Versatile technology

I got an email a few days ago from my new advisor, saying she thinks she may have just solved my thesis and I'll need to get a new research direction, but could I please look up some of the literature about this? Okay, putting aside the way "Hi, new research assistant, you need a new topic" makes me laugh and worry slightly, fine.

So I look it up, and some researchers at Rice created these microparticles that, if we can actually get them to play nice with our polymers (which I'm slightly skeptical about given the reading I've been doing--it'd be more successful and screw up the material less if the particles were smaller), will really solve the problem I was hoping to tackle. Okay, cool, I'll try to find a way to actually do the chemistry involved, and then I'll move on to something else to do.

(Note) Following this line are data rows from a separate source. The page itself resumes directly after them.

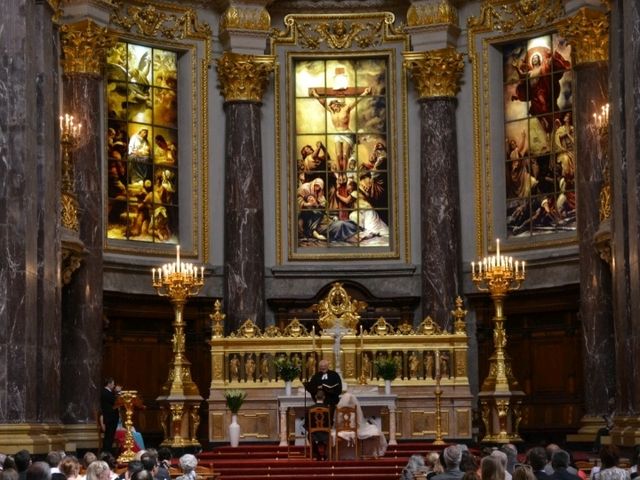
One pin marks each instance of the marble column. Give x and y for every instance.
(587, 31)
(243, 79)
(29, 240)
(436, 75)
(82, 297)
(625, 178)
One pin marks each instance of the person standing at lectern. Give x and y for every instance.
(109, 413)
(329, 382)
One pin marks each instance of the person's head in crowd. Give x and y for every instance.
(537, 458)
(98, 470)
(468, 462)
(88, 458)
(23, 460)
(133, 467)
(39, 471)
(54, 458)
(188, 463)
(560, 460)
(452, 456)
(69, 467)
(523, 472)
(511, 452)
(609, 456)
(491, 468)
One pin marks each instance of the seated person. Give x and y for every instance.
(372, 439)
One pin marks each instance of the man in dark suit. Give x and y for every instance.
(109, 413)
(329, 382)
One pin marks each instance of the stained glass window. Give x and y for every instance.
(341, 157)
(540, 162)
(142, 144)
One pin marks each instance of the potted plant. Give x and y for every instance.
(287, 371)
(387, 369)
(235, 399)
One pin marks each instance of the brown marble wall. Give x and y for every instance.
(439, 201)
(244, 221)
(29, 240)
(625, 132)
(82, 300)
(595, 275)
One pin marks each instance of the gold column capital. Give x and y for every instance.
(588, 33)
(84, 47)
(431, 12)
(436, 73)
(244, 77)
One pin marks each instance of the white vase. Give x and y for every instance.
(234, 431)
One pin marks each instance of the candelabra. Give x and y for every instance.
(500, 395)
(180, 399)
(128, 399)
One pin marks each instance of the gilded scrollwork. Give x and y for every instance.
(84, 47)
(152, 21)
(588, 33)
(244, 77)
(435, 73)
(429, 12)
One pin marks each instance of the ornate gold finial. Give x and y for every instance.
(432, 12)
(244, 77)
(588, 33)
(459, 325)
(217, 317)
(245, 17)
(338, 308)
(435, 73)
(151, 21)
(517, 15)
(84, 47)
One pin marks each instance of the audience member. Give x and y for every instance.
(414, 467)
(560, 464)
(188, 464)
(451, 456)
(491, 468)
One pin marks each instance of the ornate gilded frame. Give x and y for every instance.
(500, 22)
(349, 37)
(177, 28)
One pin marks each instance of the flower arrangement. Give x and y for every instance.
(386, 368)
(235, 399)
(287, 370)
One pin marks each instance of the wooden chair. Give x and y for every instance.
(346, 429)
(319, 422)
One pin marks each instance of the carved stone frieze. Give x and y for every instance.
(84, 47)
(435, 73)
(244, 77)
(588, 33)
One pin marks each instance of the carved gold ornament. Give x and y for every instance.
(84, 47)
(435, 73)
(339, 32)
(151, 21)
(588, 33)
(422, 13)
(510, 15)
(245, 17)
(244, 77)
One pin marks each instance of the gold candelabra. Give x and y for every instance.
(128, 399)
(500, 395)
(69, 138)
(180, 399)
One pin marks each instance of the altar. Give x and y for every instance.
(370, 401)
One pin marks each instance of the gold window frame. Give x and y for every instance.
(175, 28)
(349, 38)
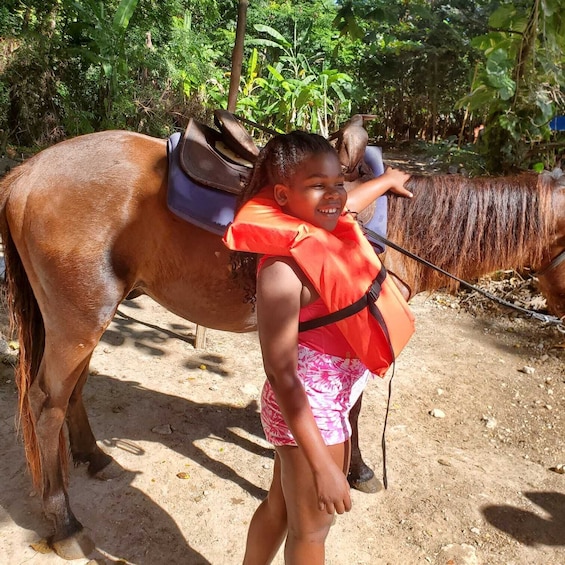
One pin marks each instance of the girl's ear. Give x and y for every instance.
(281, 194)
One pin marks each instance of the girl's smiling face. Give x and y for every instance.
(315, 193)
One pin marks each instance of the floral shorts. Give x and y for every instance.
(332, 384)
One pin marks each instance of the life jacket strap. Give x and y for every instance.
(368, 299)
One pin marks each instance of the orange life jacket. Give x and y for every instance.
(342, 267)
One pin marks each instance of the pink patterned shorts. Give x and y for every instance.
(332, 385)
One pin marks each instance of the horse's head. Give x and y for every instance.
(551, 275)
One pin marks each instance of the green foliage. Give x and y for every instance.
(428, 70)
(519, 84)
(292, 94)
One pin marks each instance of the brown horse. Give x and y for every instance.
(85, 223)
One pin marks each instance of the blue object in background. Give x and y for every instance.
(558, 123)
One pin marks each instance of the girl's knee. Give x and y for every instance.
(314, 533)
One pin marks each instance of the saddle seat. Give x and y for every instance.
(217, 159)
(208, 169)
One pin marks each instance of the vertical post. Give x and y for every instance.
(236, 64)
(237, 54)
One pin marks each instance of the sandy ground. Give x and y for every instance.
(473, 487)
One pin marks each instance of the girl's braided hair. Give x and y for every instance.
(277, 163)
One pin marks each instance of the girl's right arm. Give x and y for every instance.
(279, 290)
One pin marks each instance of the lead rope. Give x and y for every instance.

But here's the thing that really gets me, and means I can't be at all miffed that someone else figured it out sooner: these particles also cure cancer. I feel a little dirty taking a cancer drug and popping it into plastic to avoid food spoilage, but it also makes me laugh. Technology is wacky. And seriously, if we can come up with one particle that serves both those functions... what else can we make? Sure, there's plenty of sort of useless stuff (my department chair, when I interviewed with him, told me about these incredibly neat-seeming, almost perfectly round nanoparticles we can make that seem like they ought to be very useful but are used pretty much exclusively in lipstick), but I still think I'm in the right field.

-Jenn-

1 Comments:

Blogger Jenn said...

Stain resistant pants will cure cancer. The time people take to clean their stained pants every day could be going to good use, dammit!